What was it about the whole found-footage movie style that made you want to parody it for your first script without Shawn or Keenen?
Well, initially, the inspiration was, "My black ass wants to work!" [Laughs.] They're not making many movies anymore, unless you're a superhero, and even then, there aren't any black superheroes. I think our bulges are too big. They don't want to see our penises all big inside those little drawers they put superheroes into. So, I figured, I better get to writing. I've written myself a career—me and my brothers, that's what we do. I put my head down, went into this full-steam, and started doing research.

They're not making many movies anymore, unless you're a superhero, and even then, there aren't any black superheroes. I think our bulges are too big. They don't want to see our penises all big inside those little drawers they put superheroes into.

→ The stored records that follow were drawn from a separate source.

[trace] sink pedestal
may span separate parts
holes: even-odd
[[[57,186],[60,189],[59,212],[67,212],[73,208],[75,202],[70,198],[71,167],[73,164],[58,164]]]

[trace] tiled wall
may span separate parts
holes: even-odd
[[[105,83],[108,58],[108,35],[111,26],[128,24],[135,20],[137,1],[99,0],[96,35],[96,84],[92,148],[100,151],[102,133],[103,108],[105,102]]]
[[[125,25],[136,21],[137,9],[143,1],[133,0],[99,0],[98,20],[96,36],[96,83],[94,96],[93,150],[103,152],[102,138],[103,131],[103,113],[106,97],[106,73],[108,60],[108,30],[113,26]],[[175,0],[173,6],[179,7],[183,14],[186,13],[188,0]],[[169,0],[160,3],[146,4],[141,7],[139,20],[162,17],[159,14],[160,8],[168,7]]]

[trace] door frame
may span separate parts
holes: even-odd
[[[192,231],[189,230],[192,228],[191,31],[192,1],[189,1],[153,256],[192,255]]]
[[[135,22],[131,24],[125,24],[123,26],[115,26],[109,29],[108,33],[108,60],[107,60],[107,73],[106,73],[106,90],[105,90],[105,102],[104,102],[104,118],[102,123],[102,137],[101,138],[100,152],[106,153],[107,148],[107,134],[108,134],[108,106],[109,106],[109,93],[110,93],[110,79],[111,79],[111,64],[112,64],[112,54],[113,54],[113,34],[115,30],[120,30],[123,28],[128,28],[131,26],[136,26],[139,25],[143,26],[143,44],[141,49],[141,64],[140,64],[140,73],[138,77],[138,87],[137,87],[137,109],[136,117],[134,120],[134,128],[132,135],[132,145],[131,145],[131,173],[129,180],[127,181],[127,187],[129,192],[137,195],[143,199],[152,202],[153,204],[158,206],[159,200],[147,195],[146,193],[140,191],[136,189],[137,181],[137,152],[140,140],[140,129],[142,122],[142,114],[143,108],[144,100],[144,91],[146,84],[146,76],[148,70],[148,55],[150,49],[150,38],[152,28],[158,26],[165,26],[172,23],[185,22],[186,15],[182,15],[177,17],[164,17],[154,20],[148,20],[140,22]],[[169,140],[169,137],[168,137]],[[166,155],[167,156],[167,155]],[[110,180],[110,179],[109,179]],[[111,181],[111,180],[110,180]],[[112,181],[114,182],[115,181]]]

I quickly decided that I wanted to do a found-footage comedy, because that's the way people are making movies nowadays, with found-footage. So I wanted to be the first person to do a found-footage comedy. And what happened was, I was watching Paranormal Activity as research, and Paranormal Activity 2, and I was sitting there, going, "Man, white people do stupid stuff in these movies. What would happen if Paranormal Activity happened to a black couple?" And, boom, from there, jokes just started hitting me. I called my producing partner, Rick Alvarez, and we quickly got to writing.

In A Haunted House, there are several clever, funny gags inspired by specific scenes from movies like [REC] and The Blair Witch Project, as well as individual moments from Paranormal Activity 3, like the oscillating fan, for example. Did you make sure that you watched every single found-footage movie that you could?
Yeah, what I like to do is sit in the pocket. Lately I've been watching these parody movies that have been coming out, and if you notice when me and my brothers do parodies, they make sense. We don't just bunch stuff together. We have a science to the math that we like to apply, so that it's not jarring to watch. I watch these parodies from the last 10 years and they don't make no sense at all. They jump from one movie to another movie and then another movie.

That's not what we do. We make fun of a movie, but we create a whole original movie around it. So, basically, A Haunted House is traditional to what we do. This isn't one of those pop-referential parody movies. It's a movie that can exist on its own. It's basically a fun romantic horror-comedy with parody moments. If you've never seen one of these Paranormal Activity movies before, you'll still get the movie, you'll still get the relationships, and you'll still like the characters. I didn't make it desperate, like, "Oh, we have to stuff in a lot of pop culture references!" That's not what I do.